During these proceedings, Aix-les-Bains Mayor Dominique Dord led a letter-writing campaign to free Philippe. In late October and November of 2002, articles criticizing the case began to appear in French regional newspapers such as La Voix du Nord,Savoie-Hebdo, and L’est républicain. Journalists, writers, athletes, and airline workers’ unions from France and Italy publicly came out in support of Philippe. Eventually, French Justice Minister Dominique Perben and President Jacques Chirac personally called their American counterparts, Attorney General John Ashcroft and President George W. Bush, to ask them to intercede in Philippe’s favor.
In December Philippe agreed to plead guilty to the charges. He explained: “I was told that the American justice system would never want to lose face by admitting its errors. The prosecutor harassed me and pressured me enormously. He threatened to bring new charges against me, with falsified evidence if necessary. If you are risking 15 years in jail without parole by pleading not guilty, but with parole by pleading guilty, the choice is easy.”
As France-Amérique, the New York edition of the conservative French daily Le Figaro, dryly commented, “The honor of the American criminal justice system had been saved.”
Philippe was sentenced to five years in jail with parole and a $176,000 fine, to be paid to his employer, the British airline Virgin Atlantic. He was released from jail shortly after the sentencing, but the fine still stands. In addition, the court is keeping $50,000 of the bail posted by his community.
Philippe returned to Aix-les-Bains for Christmas and has vowed to fight the fine, saying, “I’ll never pay, I don’t have the money...I don’t have anything anymore, I’ve lost my job, I’m back to square one.”
He added: “What happened to me was scandalous and unworthy of a great country... After what happened to me, I am never coming back to this country, which I loved and admired. I was persecuted, treated like dirt, maybe because I was French.”
While legitimately pointing out the injustices perpetrated in Philippe’s case, a few French papers ventured self-congratulatory comparisons of the US and French criminal justice systems. Such comparisons might have given pause to their readers.
The current government of Prime Minister Jean Pierre Raffarin was elected by a minority of eligible voters on a law-and-order platform that appealed to ethnic, especially anti-Muslim, prejudice. It has massively built up the police powers of the state since coming to power.
A recent case that made headlines in France showed that the law-and-order atmosphere there is taking its toll.
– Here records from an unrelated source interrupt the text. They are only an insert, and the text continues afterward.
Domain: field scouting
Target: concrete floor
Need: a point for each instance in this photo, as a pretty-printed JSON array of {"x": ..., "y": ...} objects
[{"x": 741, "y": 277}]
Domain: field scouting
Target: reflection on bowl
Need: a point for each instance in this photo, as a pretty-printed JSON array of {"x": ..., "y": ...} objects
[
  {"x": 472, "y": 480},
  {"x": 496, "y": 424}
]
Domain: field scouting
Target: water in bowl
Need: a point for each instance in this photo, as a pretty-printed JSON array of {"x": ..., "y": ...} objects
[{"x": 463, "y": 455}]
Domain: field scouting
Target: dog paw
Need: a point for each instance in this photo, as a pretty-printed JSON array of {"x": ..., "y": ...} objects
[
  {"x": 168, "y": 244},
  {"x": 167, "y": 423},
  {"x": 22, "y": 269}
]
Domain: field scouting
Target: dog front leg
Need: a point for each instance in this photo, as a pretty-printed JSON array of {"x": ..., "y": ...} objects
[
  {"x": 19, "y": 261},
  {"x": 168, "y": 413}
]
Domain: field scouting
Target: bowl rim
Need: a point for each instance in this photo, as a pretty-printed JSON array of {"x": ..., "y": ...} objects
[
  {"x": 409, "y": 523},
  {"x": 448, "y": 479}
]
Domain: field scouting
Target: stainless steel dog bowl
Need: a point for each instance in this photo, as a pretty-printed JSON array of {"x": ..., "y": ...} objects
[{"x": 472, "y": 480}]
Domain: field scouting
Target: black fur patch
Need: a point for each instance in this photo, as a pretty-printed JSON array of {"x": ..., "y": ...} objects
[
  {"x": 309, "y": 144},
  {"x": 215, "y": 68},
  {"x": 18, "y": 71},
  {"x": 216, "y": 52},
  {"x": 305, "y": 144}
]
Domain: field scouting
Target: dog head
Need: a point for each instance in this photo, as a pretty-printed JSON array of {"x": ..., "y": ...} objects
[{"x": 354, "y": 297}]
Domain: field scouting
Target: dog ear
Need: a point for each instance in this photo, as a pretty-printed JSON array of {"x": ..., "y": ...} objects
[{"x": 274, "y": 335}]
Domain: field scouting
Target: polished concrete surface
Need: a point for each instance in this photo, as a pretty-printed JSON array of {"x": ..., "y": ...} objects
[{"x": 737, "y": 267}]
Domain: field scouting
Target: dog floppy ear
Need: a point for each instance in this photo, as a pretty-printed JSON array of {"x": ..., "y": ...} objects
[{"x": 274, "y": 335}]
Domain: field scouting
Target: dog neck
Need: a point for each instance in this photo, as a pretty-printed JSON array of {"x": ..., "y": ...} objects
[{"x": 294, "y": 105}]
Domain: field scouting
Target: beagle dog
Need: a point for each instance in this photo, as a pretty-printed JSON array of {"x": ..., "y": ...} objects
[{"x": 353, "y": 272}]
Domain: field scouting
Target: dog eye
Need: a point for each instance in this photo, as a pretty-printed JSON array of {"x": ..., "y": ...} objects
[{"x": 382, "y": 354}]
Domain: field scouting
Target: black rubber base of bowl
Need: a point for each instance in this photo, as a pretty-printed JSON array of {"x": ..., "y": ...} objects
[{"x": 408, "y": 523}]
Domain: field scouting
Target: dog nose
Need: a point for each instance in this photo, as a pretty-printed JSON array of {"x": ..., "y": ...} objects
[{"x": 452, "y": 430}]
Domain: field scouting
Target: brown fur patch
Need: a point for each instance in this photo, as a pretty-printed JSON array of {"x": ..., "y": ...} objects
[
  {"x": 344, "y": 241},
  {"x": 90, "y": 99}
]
A baggage handler at Paris’ Roissy airport, Abderazak Besseghir, was held from December 28 to January 11, accused of planning terrorist attacks.
Police found guns and explosives in his car. They claimed that documentation concerning airline pilots and pro-Palestinian literature found in Besseghir’s possession were “further evidence.”
Besseghir and his family immediately claimed he was the victim of a frame-up by his in-laws, but the press reported that the police viewed this as highly unlikely. The media also widely disseminated police claims that Besseghir was an Islamic militant, despite his family’s insistence that their Western lifestyle would have made Islamic fundamentalists wary of them. A few days later the press reported that police had found the numbers of several Islamic militants on Besseghir’s cell phone.
The charges against Besseghir fell apart when it became clear that a former military officer, Marcel Le Hir, had planted the guns, explosives, and pro-Palestinian literature in Besseghir’s car while in contact with Besseghir’s in-laws and a private investigator they had hired. Police had apparently suspected Le Hir from early on and placed him under surveillance, while continuing to drag Besseghir’s name through the mud. They sent a special envoy to free and apologize to Besseghir.